Abstract
Women’s empowerment, broadly construed, is an integral part of Jordan’s neoliberal development strategy. Historically, the women’s movement in Jordan - an amalgamation of activists, journalists, and members of women’s organizations - has pursued women’s empowerment through contentious politics and radical activism aimed at challenging the state and inequitable policies and practices. In its current form, however, the movement relies on donor funding from many of the regime’s development partners (e.g., the UN, USAID, and the EU) and struggles to maintain autonomy from the state. As a result, much of the women’s movement activism becomes entangled with development initiatives that coincide with the regime’s goals. In situating women’s empowerment at the center of these development campaigns, women’s activism risks becoming an extension of the state, rather than a challenge to it.

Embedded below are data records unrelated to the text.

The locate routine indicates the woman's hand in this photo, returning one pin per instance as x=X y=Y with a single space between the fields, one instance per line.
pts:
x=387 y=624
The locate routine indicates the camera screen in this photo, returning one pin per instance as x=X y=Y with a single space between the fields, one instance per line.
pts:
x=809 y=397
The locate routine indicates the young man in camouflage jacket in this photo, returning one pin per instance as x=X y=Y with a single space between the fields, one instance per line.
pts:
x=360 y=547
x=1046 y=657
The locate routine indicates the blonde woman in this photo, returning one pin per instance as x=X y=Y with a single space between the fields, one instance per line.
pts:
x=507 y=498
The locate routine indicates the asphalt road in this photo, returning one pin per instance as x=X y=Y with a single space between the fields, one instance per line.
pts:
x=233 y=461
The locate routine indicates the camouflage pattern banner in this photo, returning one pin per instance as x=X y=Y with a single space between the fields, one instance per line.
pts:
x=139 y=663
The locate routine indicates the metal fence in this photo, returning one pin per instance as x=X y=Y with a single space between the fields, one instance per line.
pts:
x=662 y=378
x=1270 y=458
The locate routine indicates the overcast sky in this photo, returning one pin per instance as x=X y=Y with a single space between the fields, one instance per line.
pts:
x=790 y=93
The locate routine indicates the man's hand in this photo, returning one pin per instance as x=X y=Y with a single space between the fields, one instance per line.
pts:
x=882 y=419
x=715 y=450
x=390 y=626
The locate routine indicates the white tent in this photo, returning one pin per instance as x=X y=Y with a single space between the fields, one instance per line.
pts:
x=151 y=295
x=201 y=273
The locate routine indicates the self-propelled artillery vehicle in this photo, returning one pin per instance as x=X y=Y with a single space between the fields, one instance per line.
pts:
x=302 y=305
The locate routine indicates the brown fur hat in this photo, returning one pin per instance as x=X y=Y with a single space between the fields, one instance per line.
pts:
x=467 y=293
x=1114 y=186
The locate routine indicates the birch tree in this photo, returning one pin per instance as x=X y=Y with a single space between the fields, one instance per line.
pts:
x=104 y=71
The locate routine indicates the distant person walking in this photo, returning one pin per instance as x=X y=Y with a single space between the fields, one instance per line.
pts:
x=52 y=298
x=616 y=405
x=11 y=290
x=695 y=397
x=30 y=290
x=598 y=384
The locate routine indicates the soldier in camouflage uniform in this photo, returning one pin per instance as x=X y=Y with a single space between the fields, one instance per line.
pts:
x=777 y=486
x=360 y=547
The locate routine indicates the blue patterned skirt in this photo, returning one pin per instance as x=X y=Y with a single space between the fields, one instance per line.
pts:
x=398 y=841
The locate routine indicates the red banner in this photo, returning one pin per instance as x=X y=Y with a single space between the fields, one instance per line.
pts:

This paper examines the consequences of embedding women’s activism within state-sanctioned development campaigns and contends that this move serves to depoliticize the women’s movement in Jordan. In contrast with the movement’s historical struggles against militarism, (neo)colonialism, civil rights abuses, and inequitable development schemes that disproportionately affect women (i.e., structural adjustment programs), the women’s movement is now intimately wedded to and practically reliant on the state’s development ambitions. By qualitatively tracing changes in the state-women’s movement-development relationship, this paper argues that current structural and institutional arrangements have deradicalized and depoliticized a lot of women’s activism in the kingdom. As further evidence of this phenomenon, the paper includes an analysis of government action on women’s rights in contrast to government repression of other human rights (e.g., due process and freedom of speech) to show how advancements for women are understood as bolstering state development, while advancements on other rights are deemed state security threats. This paper helps us understand some of the constraints on and limits to civil society in authoritarian regimes and explains how neoliberal development strategies can undermine activism in the Middle East.